Doctor Sydney Betancourt has achieved the impossible–the first robot indistinguishable from a human. But as she reveals her creation to the world she finds that not everyone approves of what she’s done. Some are even willing to kill her for it.
THE FAR FUTURE
S-1D, an automaton in a city of robots, has lived for a long time. But it’s about to be confronted by something it believes to be impossible–a lone girl wandering the wilderness, in spite of the fact that humans have supposedly been extinct for three hundred years.
Across time, their two stories are tied together. As Dr. Betancourt investigates the plot against her and S-1D confronts the solitary human, they will each find their destinies linked in ways that neither one will fully understand– until the end.
I liked the book and the concept it did have some rough language. If you like Sci-fi and Robots and Don't mind the F-word thrown around this is a great book. I received this book from GoodRead Giveaway.
These robots do not follow the three laws established by Issac Isimov. So things cannot go well. But it is Dystopian so how can anything go well? Still, the robots are pattered after humans so they do make some human like decisions. I kept wondering why not just download your brain/memories to the automaton and be done with the human body? Why did the robots need bio fuels? Wouldn’t we have something better in the future? And a human society always ends up in the same hierarchy as before. Keeping some in the dark and the higher ups in the know. I guess we don’t know any other way.
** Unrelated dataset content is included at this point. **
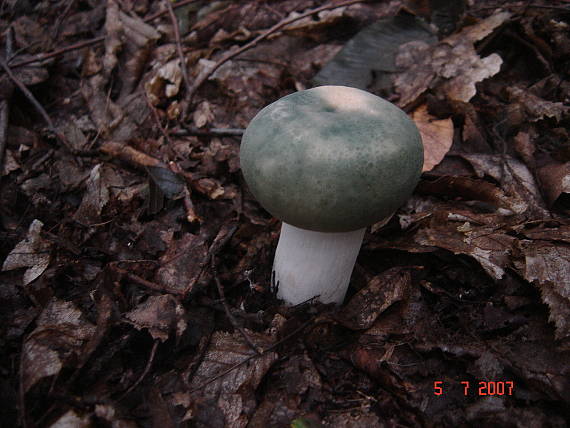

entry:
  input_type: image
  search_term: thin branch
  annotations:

The big flaw that I think I see in the story is that S-ID forgot where/how she was created. How can that be if her brain is a computer? Unless it is working as a human brain in that it stores away extremely unpleasant events?
This entire review has been hidden because of spoilers.
A sci fi novel that is rife with heavy handed propaganda.
At some point in the near future, human like robots are on the verge of becoming, and there is some pushback by reactionary troglodytic people, all of whom are portrayed as venal idiots. When the foremost researcher in the field reveals she has invented a robot that has passed as human for months, not only is there an international incident and world-wide riots, someone tries to assassinate her, and a virus is released that will drive the human race into extinction.
In the far future, an unusual robot sees something it hasn't seen in centuries: a human being. This part of the story isn't what it might be. Instead of examining what it would be like for a robotic society to react to the sudden presence of humans, we visit a chiliastic society in an underground bunker, which is exactly the same as every other millennial sect. It is this failure of the imagination, and the need to propagandize which leads to the book's ultimate failure. Rather than provoking thought or imagination, or even entertaining, through world building, the author chooses to try to force a thesis down the reader's throat.
Too bad. The premise is intriguing, and the stories dovetail nicely, revealing a high skill level of authorship, but this book is a wasted opportunity.